To me, research is a joy and a passion, not just “a job.” I began my research career in 1999 because I wanted to learn more about how the brain works. To me, the brain is the most fascinating organ in the body, and I wanted to understand how we think, learn and feel. Later, I became more interested in how these mechanisms are disturbed in brain disorders.
It struck me that most brain disorders do not have good treatment options yet. Therefore, while I am still very interested in the basic brain mechanisms, I am now more dedicated to bridging the gap between brain disorders and treatments.
The overarching purpose of my research is to identify and understand pathological molecular mechanisms which contribute to autism and epilepsy. My lab works to discover how these mechanisms affect neuronal and brain function.
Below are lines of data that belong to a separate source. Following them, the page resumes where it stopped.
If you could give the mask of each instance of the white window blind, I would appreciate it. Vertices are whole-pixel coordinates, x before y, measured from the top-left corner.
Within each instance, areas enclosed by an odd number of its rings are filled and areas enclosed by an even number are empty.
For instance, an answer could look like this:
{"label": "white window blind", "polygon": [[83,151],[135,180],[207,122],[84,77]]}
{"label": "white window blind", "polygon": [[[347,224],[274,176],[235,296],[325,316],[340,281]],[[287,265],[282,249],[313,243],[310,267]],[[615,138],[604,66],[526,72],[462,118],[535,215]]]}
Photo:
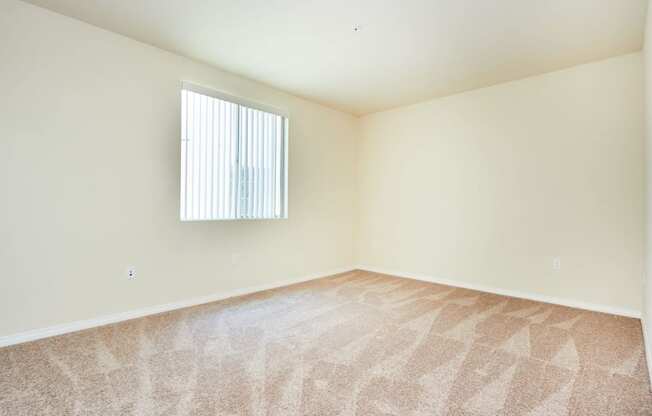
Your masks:
{"label": "white window blind", "polygon": [[287,218],[288,119],[183,83],[181,220]]}

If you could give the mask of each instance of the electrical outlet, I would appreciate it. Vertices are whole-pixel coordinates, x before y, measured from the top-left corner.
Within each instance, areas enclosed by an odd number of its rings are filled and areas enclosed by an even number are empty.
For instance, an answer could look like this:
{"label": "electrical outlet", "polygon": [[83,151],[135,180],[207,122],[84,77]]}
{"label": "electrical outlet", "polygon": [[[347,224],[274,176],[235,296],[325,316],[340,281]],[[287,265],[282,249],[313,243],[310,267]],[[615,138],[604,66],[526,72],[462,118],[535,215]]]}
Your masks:
{"label": "electrical outlet", "polygon": [[136,278],[136,268],[127,267],[127,279],[134,280]]}
{"label": "electrical outlet", "polygon": [[231,264],[236,265],[240,263],[240,253],[231,254]]}
{"label": "electrical outlet", "polygon": [[561,270],[561,258],[554,257],[552,259],[552,270]]}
Our ultimate goal is using this knowledge to identify molecular biomarkers and develop therapeutic strategies.
In more recent years, parts of my lab have tried to identify potential novel brain treatments. We discovered that a PI3K isoform-selective inhibitor ameliorates disease-relevant phenotypes in mouse models for two different neurodevelopmental brain disorders. We also discovered that a specific microRNA regulates neuronal hyperexcitability in mouse models of epilepsy.
My work has been funded by the National Institutes of Health (NIH) and other organizations, such as the Brain and Behavior Research Foundation, the American Epilepsy Society, and the Fragile X Syndrome Research and Treatment (FRAXA) Research Foundation.